TERIAKAN “ALLAHUAKBAR” DI SIDANG BUNI YANI TIDAK SESUAI SYARIAH






Buni Yani akhirnya divonis 1.5 tahun penjara. Namun berbeda dengan Ahok, Buni Yani tidak langsung diseret dan ditahan. Buni Yani masih memiliki kesempatan untuk banding dalam 7 hari ke depan.

Berkat keputusan hakim yang tidak langsung menahan Buni Yani, banyak yang mempertanyakan dan membandingkan dengan kasus Ahok. Para pakar hukum, pengamat dan hakim sendiri pun tidak ada yang bisa memberi penjelasan terkait perbedaan keputusan ini.

Namun dalam logika sederhana saya menyebutkan, Ahok memang harus langsung ditahan karena itu menyangkut soal keamanan. Bisa dibayangkan kalau Ahok sudah divonis 2 tahun penjara namun tidak langsung ditahan, maka massa preman dari kelompok radikal dan teroris itu akan langsung bereaksi keras. Vonis hakim akan dijadikan alasan bagi mereka untuk melakukan sesuatu, melampiaskan emosi dan tindakan-tindakan kriminal.

Sama seperti saat MUI kebobolan mengeluarkan fatwa Ahok menista agama, tak lama setelah itu langsung terjadi demo besar-besaran. Penghujatan, cacian, makian serta ancaman gantung dan membunuh Ahok di ruang publik. Di jalanan, mereka tanpa rasa takut sedikitpun kepada polisi dan semua orang yang melihatnya, secara terbuka menyampaikan ancaman yang melanggar hukum.

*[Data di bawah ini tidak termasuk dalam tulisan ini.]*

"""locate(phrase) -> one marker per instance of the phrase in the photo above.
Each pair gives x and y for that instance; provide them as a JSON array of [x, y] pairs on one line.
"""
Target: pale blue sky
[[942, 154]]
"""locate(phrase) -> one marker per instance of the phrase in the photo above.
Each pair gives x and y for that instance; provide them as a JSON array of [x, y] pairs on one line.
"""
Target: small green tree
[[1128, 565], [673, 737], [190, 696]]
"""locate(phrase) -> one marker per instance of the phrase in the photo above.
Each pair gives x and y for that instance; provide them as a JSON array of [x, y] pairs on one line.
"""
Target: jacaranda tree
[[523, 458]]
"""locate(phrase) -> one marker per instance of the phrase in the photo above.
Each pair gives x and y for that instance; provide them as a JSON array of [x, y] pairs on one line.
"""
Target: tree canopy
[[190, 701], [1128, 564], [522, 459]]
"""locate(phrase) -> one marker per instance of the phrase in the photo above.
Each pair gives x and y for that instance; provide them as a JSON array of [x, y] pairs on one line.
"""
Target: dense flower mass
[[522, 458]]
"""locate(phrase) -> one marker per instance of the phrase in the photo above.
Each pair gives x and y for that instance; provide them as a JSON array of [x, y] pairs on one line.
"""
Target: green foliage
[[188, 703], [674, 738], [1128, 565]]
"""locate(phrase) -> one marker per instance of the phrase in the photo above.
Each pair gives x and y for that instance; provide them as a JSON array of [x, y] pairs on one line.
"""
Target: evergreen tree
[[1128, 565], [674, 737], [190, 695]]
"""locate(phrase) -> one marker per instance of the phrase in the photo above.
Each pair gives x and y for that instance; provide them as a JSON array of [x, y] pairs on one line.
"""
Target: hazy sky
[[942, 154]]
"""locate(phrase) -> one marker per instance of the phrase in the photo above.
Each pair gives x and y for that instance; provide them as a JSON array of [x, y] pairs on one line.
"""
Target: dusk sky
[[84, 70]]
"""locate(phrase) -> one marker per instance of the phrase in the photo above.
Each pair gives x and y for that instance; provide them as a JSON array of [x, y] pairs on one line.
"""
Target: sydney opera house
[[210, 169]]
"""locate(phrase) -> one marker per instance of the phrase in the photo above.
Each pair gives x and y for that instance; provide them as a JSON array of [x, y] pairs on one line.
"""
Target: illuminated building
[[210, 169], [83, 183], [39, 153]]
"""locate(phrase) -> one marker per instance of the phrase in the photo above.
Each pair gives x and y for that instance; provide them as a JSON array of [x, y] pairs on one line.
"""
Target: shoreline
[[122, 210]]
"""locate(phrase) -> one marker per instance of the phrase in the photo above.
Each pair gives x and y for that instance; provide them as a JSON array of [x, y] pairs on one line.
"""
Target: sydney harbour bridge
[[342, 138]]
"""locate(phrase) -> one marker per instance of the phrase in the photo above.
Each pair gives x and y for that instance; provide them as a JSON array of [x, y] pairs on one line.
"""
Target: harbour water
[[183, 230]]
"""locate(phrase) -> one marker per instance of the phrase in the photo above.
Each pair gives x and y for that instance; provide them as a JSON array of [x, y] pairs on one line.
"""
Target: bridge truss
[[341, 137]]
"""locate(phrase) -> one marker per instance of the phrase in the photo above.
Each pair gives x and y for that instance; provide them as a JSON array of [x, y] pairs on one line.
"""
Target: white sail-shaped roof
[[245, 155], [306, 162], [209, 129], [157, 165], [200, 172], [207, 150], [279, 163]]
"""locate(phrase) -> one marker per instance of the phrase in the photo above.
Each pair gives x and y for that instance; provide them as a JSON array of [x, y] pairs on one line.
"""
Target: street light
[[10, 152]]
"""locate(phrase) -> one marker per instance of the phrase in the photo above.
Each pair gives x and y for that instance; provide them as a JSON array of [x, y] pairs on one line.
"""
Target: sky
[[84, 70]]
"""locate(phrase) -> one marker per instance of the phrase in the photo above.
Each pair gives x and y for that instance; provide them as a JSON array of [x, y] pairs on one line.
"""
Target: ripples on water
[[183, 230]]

Bagi saya, kalau Ahok tidak langsung ditahan waktu itu juga, kemudian diberi kesempatan bebas sebelum melakukan banding, maka para ormas radikal dan teroris itu akan punya waktu untuk melakukan konsulidasi dan beraksi lebih besar dan gila-gilaan lagi. Sebab apa? sebab mereka punya alasan yang lebih kuat, yakni fatwa MUI dan vonis hakim. Mereka juga bergerak atas nama Islam, atas nama Tuhan, sehingga mereka merasa punya hak untuk melanggar hukum apapun di negeri ini. Lalu kalau Polisi bergerak menangkap? Atau bahkan terjadi insiden pemukulan? Ya memang itu yang paling diharapkan oleh kelompok radikal dan teroris tersebut.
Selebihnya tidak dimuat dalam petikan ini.